O vento teimava em levar tudo à sua frente, fustigando a noite chuvosa que se ensombrara. As casas pareciam assustadas na sua viuvez urbana, e eu deambulava pela rua mais dois amigos meus, após uma noite de copos e de "copas".

A bruma adensara-se, e...inesperadamente perdemos o rumo para as nossas casas, o que nos levou até a um estranho e sinistro cemitério, cujos densos portões se elevaram ameaçadoramente sobre as nossas cabeças.


-Este local é sinistro. - Balbuciou o Manuel, meio encolhido.

- Sim, mas afinal, onde estamos...Que local é este? - Inquiri eu, meio confuso.

- É pá! Estou rodeado de mariconços! - Escarneceu o João, exibindo um ar meio destemido.

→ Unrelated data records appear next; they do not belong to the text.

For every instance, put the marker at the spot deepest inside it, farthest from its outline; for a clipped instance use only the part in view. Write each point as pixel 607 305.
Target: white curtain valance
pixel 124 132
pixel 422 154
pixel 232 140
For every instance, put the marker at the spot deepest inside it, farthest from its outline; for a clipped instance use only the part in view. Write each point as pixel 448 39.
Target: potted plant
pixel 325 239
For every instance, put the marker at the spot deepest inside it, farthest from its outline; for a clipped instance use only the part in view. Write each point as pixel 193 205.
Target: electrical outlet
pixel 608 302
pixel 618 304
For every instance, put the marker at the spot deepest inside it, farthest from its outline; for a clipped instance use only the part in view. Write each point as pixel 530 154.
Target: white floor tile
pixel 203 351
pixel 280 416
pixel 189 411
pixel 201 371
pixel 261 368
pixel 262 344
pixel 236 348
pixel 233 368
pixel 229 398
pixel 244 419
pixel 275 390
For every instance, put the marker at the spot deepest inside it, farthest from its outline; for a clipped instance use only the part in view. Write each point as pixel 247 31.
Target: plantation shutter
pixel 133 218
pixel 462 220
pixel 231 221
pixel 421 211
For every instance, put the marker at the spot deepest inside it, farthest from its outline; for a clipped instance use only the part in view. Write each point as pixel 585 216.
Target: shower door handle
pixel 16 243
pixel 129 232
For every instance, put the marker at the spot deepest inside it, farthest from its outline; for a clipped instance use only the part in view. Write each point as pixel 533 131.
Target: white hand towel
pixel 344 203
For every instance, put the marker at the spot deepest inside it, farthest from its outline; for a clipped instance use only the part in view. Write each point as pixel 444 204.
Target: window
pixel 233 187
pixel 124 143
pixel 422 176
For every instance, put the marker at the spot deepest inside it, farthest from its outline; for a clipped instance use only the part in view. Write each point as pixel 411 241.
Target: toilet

- Mariconços, não! Isto mete medo! - Insisti eu.

- Mas qual é o vosso problema? Não vêm que estamos no cemitério da nossa aldeia; a única diferença é que está nevoeiro e ele parece diferente! - Afiançou o João, que seguidamente se sentou no muro a fumar. Ele trajava uma extensa capa de chuva, que lhe abonava um ar medonho e aterrador.


Confesso que aquele modo arrogante do João me importunou tanto, que quase tive vontade de lhe arremessar com duas pedradas. Todavia, o meu espírito fora atravessado por uma ideia macabra, que de imediato partilhei com o Manuel.

-Vamos "picá-lo" para ele ir lá dentro fazer "qualquer coisa", e quando ele lá estiver, piramo-nos e deixamo-lo aí sozinho. O que achas? - Sussurrei eu ao ouvido do Manuel.

-Boa ideia, e como o vais convencer a ir lá dentro?... - Inquiriu o meu amigo, coçando o queixo.

-Deixa isso comigo. Tens aí uma nota de cinquenta euros? - Perscrutei.

-Sim. Toma! - Disse o Manuel, entregando-me o dinheiro, sem qualquer hesitação.


Dirigi-me então até junto do João que continuava distraído a fumar em cima do muro do cemitério. E foi com algum assombro que lhe dirigi o repto.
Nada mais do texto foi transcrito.